Fine-quality silk cloths were sold in this market. One rupee could buy 40 yards of coarse cloth or 20 yards of fine cloth. One fine silk cloth cost 16 rupees, one seer of sugar cost 1.5 jitals, jaggery 2.5 jitals and ghee sold at the rate of 1.5 seers per jital.
Fuel was available at the rate of three seers a jital and salt five seers a jital.
The merchants who traded in this market were registered with Diwan-i-Riyasat (Department of commerce). These merchants were known as Saudagar-i-Mizani, i.e. controlled merchants. They were to bring a certain amount of commodities to the Serai Adl and sell it at government-approved price.
This market remained full of articles all the year round because of government control.
The Multani merchants brought valuable dresses to this market from outside the empire and the aristocrats of Delhi purchased it at a fixed price. For this, the Sultan gave them subsidy of 20 lakhs of rupees. They were also given the right to control Serai Adl.
Nobody was allowed to make profit; it was strictly controlled by the permit officer (Parwana officer).
The third controlled market of Alauddin dealt with horses, slaves and cattle. The Sultan controlled price of this market, merchants and brokers and maintained strict vigil over it.
A large part of the army consisted of cavalrymen and the Turks gave great importance to cavalry. The state purchased a large number of horses every year. Common people also purchased horses for various purposes.
Brokers and profiteers operated in this horse market and he strictly controlled them. Price of horses was fixed according to quality. Firstclass horse cost 100–120 rupees, second class 80–90 rupees and third class 60–70 rupees.
The pony horses that could not be drafted in the army were the cheapest, 20–25 rupees.
Sultan’s measures stabilised the market, the merchants and brokers were now much restrained.

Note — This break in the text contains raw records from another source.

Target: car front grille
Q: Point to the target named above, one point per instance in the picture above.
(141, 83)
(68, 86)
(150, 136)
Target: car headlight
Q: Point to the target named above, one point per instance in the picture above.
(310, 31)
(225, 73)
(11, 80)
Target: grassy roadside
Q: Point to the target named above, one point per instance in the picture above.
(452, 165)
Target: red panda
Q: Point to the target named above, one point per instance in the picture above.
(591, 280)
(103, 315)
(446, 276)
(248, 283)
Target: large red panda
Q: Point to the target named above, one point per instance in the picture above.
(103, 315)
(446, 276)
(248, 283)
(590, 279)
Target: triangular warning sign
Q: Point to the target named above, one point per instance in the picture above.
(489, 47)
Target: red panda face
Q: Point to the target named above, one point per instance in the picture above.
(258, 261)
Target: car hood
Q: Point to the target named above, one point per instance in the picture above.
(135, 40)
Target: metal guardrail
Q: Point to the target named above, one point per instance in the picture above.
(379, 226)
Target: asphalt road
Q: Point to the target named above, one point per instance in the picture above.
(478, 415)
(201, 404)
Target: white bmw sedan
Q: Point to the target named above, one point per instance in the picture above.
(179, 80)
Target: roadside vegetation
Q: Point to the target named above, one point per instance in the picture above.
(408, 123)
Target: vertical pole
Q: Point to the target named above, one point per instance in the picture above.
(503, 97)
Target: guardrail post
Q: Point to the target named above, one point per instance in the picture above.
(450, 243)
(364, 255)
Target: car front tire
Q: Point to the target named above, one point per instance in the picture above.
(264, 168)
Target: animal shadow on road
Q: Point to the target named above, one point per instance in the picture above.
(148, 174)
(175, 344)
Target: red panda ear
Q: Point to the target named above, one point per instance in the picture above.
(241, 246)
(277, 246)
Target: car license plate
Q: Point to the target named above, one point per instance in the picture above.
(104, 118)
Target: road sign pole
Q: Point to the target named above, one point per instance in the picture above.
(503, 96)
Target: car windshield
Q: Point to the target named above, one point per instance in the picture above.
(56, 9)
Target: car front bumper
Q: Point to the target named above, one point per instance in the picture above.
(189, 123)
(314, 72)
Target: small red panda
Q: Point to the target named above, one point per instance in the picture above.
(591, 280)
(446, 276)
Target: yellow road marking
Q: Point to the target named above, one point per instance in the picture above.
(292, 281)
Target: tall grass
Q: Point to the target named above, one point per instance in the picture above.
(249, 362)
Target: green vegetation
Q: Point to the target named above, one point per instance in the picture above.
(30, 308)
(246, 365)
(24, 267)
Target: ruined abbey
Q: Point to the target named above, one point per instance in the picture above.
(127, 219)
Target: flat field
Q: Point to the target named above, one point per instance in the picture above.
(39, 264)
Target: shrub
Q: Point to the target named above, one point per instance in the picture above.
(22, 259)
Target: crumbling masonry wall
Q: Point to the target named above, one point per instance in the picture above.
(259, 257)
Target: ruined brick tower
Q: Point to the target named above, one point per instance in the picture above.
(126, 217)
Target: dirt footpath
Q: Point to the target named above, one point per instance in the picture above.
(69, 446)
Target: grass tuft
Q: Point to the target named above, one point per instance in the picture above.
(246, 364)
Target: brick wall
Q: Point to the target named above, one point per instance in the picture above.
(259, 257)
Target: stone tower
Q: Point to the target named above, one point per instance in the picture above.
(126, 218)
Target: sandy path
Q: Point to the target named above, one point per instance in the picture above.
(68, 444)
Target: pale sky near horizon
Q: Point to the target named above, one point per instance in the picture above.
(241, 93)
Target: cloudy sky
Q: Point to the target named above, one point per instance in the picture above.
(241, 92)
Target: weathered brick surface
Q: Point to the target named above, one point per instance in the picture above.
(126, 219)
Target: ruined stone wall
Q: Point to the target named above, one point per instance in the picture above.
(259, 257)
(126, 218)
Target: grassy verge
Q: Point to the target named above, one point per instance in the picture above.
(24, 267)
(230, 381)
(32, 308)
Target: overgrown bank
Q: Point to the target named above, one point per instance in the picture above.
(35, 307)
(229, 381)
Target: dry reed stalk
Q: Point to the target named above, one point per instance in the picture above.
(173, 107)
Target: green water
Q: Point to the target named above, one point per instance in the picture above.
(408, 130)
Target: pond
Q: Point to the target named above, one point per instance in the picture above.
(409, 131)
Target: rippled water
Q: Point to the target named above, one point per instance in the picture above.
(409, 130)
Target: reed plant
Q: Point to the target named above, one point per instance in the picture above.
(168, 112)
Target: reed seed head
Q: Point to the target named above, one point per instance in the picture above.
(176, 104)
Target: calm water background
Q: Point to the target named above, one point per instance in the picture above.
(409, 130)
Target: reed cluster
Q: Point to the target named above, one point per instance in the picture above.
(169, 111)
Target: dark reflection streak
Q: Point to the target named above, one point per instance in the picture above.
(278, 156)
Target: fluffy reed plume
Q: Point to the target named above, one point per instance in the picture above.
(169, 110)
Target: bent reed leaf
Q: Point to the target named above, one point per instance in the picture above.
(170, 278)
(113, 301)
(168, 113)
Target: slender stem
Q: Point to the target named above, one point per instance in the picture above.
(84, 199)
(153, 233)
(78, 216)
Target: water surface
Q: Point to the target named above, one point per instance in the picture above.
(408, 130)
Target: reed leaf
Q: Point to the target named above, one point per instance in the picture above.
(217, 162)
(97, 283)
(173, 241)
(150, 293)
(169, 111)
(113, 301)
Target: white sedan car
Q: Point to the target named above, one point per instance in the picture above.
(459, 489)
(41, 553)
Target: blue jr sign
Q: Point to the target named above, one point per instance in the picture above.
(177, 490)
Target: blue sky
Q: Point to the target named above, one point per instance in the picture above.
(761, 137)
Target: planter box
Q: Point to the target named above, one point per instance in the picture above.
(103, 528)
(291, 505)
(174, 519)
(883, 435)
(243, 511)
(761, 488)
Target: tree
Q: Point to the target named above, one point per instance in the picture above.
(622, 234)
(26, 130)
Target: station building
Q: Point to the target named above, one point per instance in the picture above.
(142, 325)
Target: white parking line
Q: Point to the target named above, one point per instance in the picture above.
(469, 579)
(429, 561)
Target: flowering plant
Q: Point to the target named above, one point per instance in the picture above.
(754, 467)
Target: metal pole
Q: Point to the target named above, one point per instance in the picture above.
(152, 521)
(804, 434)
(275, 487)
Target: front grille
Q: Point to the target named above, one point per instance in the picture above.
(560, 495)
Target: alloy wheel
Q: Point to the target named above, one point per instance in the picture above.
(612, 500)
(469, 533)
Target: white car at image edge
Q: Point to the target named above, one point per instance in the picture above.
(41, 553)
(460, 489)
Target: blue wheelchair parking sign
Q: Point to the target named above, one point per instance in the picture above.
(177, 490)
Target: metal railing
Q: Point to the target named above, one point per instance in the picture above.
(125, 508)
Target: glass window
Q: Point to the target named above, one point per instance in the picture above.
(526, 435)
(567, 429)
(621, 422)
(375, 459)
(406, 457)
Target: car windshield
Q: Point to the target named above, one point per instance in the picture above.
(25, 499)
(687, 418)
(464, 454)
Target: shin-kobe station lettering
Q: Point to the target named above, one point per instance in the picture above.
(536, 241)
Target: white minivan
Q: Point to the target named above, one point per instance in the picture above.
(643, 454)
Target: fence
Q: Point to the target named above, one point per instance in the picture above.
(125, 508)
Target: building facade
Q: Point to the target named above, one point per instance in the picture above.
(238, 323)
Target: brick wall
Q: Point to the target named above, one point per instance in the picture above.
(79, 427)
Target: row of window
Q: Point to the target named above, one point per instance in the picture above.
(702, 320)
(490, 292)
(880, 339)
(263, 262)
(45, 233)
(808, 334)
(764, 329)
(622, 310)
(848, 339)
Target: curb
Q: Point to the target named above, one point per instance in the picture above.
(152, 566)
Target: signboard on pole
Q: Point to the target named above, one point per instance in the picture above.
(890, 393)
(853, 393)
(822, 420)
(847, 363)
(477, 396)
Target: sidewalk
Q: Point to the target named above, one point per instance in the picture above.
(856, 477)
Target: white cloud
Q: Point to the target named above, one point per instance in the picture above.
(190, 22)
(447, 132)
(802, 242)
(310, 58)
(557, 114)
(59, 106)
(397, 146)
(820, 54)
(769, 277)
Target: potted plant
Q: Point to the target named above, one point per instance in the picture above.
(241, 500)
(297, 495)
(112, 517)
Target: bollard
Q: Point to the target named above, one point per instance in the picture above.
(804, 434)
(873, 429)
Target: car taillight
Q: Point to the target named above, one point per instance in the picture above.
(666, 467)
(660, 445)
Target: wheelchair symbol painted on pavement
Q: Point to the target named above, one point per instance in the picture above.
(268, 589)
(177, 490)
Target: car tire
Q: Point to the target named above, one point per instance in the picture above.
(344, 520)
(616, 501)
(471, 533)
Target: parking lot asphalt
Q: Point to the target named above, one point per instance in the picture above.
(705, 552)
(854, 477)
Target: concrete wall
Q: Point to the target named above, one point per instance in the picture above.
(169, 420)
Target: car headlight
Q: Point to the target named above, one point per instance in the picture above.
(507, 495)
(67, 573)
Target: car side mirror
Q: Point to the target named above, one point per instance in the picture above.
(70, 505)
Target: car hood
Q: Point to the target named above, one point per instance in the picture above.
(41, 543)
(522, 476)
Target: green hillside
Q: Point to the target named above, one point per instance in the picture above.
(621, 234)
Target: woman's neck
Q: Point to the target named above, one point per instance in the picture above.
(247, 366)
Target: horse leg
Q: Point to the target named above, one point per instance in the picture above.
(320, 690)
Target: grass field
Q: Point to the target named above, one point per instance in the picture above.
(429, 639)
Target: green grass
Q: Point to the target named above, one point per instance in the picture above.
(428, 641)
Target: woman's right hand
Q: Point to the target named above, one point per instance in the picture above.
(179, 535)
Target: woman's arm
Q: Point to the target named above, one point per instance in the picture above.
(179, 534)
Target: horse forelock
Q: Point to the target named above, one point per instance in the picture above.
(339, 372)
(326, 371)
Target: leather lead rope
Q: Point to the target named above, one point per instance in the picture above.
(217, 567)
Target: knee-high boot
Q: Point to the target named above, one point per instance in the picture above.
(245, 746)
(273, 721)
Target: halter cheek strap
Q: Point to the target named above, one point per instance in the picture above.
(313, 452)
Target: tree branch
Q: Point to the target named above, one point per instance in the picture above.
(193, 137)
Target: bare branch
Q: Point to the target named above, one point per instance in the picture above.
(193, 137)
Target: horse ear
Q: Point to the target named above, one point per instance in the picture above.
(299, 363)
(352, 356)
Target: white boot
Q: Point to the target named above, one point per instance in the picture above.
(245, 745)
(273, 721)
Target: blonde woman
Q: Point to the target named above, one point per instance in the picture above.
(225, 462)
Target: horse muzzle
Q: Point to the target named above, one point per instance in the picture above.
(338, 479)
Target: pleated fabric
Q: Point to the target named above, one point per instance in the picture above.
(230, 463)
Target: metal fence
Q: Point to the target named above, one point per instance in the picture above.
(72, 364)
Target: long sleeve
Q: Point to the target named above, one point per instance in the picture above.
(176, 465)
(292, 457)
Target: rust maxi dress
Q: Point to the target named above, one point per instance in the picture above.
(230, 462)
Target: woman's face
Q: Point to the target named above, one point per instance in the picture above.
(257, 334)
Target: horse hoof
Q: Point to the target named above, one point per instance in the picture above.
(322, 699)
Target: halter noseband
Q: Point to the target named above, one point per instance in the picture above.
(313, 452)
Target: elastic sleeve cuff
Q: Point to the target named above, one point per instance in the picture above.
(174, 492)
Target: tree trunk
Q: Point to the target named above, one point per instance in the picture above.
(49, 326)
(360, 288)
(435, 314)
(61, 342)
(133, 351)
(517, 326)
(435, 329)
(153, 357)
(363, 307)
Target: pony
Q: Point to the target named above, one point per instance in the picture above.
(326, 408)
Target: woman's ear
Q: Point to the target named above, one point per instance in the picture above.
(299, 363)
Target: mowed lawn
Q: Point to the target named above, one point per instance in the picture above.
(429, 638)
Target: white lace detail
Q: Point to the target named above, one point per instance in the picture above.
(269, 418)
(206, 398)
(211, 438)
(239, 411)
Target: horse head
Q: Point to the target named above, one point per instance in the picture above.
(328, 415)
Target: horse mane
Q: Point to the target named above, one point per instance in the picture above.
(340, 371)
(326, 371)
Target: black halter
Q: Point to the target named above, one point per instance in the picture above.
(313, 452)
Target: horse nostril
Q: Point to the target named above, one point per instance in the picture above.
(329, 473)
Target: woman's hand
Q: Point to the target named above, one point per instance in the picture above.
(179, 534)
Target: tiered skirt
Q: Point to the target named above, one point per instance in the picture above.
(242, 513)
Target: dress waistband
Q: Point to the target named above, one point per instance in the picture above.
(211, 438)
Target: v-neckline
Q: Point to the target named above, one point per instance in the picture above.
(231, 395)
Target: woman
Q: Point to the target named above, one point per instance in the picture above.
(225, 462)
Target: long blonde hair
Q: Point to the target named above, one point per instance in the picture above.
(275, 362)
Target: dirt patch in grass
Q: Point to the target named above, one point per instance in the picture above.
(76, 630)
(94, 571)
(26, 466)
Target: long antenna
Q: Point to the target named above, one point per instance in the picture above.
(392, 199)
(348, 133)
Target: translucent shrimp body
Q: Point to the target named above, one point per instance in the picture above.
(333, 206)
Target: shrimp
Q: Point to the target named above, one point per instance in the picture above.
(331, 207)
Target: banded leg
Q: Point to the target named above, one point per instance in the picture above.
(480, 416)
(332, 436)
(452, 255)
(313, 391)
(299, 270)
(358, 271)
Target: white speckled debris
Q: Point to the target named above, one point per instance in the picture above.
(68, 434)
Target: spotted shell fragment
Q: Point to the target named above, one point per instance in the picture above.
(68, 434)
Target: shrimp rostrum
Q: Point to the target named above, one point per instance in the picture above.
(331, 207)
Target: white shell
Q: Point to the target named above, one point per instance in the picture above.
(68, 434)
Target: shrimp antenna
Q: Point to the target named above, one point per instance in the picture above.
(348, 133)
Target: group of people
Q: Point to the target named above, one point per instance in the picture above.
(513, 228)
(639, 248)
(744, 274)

The Sultan did the same in respect of slaves and cattle. A common slave sold at 5–12 rupees, a young slave sold at 20–30 rupees. An unskilled slave could be purchased at 7–8 rupees, a female slave 5–12 rupees, a concubine at 20–40 rupees. A drought ox or a buffalo could be purchased at 4–5 rupees.
A common ox sold at 3 rupees, milk cow 3–4 rupees, milk buffalo 10–12 rupees. A goat or a sheep sold at 10–12 jitals, a cow for meat sold at 1.5–2 rupees, buffalo for 5–6 rupees.
The fourth market was organised under the Diwan-i-Riyasat. With the help of the officials of this department, the Sultan fixed the price of all commodities sold in this market.
The market comprised the whole area of the capital. This was the common market in which all necessaries of life were available. Fish, meat, vegetables, bread, furniture, hat, comb, sorts and needles all were sold here.
All this could be procured at fixed price. The Sultan appointed Yakub Nazir his commerce minister who was an efficient and honest officer. He controlled this common market.
This minister appointed a Shahana or inspector for every local market. Their duty was to maintain fixed price, weights and measures and stop adulteration. For the supervision of this department, shopkeepers of the common market were compelled to sell at fixed price with just measure and weight and pure goods.
Rationing was an integral part of his system and there was no famine in his reign. Diwan-i-Riyasat, Shahana and barids all worked sincerely and efficiently. If an employee neglected his duty, the Sultan came to know of it through his spies and severely punished him.
His market control system gave economic security to his people.
Sultan’s measures were extended beyond the capital to the provinces and these areas were coterminous to the Sultan’s revenue area. From Lahore in the north-west to Chhain in Rajasthan, and to Katehr (Rohilkhand) in the east, was its operative area.
The Multan merchants were so deeply involved in the markets of Delhi that they exported commodities of northern India to their areas.
This system was unique; neither his predecessor nor successor could claim credit for it.